Neckbreaking stuff after just 3 songs - and basically, this is an album of this single style, all tight as a gnat's chuff, immaculate boogie rock with rather plain vocals - no worse than, say, Dave Brock.

The title track is the centrepiece though, in more ways than one, finally breaking the boogie style in favour of a strong Budgie vibe - and the songwriting here is easily as strong as Budgies, standing up squarely to the likes of "Breadfan", "Crash Course in Brain Surgery" and the other songs from Budgie's heavier moments.

Fortunately, it's also an instrumental, so you won't have to spend the whole song expecting Burke Shelley and getting Dave Brock. The let-down for some may be the lack of virtuosic lead guitar playing - but that's not what Agnes Strange were about, and what's been recorded works just fine.

"Alberta" is the weak point, a rather pointless, countrified ballad, but it's followed up by the beautiful "Loved One" - a true heavy metal ballad in two parts - the song, then the heavy bit, with a really tasty metal riff, partially based on "Hocus Pocus", which drops back to the favoured boogie rock, with plenty of tasteful if rather unimaginative pentatonic licks.

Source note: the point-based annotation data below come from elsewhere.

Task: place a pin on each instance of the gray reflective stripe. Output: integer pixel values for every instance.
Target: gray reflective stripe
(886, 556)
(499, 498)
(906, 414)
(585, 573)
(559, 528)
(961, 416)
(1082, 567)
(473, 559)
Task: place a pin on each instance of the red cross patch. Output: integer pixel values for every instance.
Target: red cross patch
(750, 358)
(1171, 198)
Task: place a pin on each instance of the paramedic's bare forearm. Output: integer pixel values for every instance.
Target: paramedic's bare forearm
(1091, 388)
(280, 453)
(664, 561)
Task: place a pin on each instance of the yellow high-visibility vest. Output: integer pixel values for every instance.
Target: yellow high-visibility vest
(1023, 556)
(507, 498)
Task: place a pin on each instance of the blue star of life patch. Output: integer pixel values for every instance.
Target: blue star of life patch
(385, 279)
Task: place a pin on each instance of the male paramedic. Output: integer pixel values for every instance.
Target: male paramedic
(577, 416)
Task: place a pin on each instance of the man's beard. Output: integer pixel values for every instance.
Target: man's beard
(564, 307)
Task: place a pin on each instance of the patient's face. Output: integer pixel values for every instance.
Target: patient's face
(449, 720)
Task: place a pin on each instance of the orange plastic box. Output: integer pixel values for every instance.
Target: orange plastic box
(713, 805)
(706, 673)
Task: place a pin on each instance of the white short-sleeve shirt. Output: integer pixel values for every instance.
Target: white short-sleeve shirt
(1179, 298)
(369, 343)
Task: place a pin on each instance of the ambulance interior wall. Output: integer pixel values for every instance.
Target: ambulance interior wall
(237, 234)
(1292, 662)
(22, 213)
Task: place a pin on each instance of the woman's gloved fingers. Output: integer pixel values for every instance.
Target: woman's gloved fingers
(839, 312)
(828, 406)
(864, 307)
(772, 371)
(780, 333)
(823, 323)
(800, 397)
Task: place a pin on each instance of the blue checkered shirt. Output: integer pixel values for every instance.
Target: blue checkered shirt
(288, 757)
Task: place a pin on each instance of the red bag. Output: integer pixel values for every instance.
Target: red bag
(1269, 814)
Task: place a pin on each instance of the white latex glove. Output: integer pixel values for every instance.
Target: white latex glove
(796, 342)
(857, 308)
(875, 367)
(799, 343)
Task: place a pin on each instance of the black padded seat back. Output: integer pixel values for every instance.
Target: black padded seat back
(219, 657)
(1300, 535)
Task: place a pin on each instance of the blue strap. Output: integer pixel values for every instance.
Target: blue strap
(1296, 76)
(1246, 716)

The whole is greater than the sum of its parts, though.

A Wah-drenched Groundhogs-fest follows, in "Failure", some space-rock and heavy Kraut in the smokin' "Children of the Absurd", then the inappropriately named "Odd Man Out", a slice of heavy boogie a la UFO, with maybe an edge of "Roadhouse Blues".

"Highway Blues" - a piledriving heavy 12-bar with an instrumental to die for - again, no virtuosics, but a veritable library of licks and tricks that provide a huge amount of entertainment, making me wish I'd thought of putting this song together - no, it's not hard, but the point is that these guys did it and I didn't.

That's great for me, as I can simply put the record on and enjoy loud, and with beer - it's also a fair summary of the entire album.

"Granny Don't Like Rock and Roll" contains the most metal riff on the album - and possibly the most metal riff of 1975, predating Iron Maiden with that famous gallop rhythm. Neck-snapping stuff - now where's 11 on this amplifier when you need it?

"Interference" rounds things off by introducing the band in a very amusing way - if you have beer, be careful not to drink it while listening to this, as most of the beer will end up being sprayed around the room.

Hugely enjoyable, nothing "classic", not massively original, smacking highly of a better-played Deviants album - but somehow, as the old TV advertisement for a famous Sherry brand used to say; "One instinctively knows when something is right" - and this entire album is oh, so right, and hits so many sweet spots.

I guess it's not essential for everyone, but man, I'm glad I have a copy, and if you like Hard Driving Boogie rock and beer, then this is simply perfect.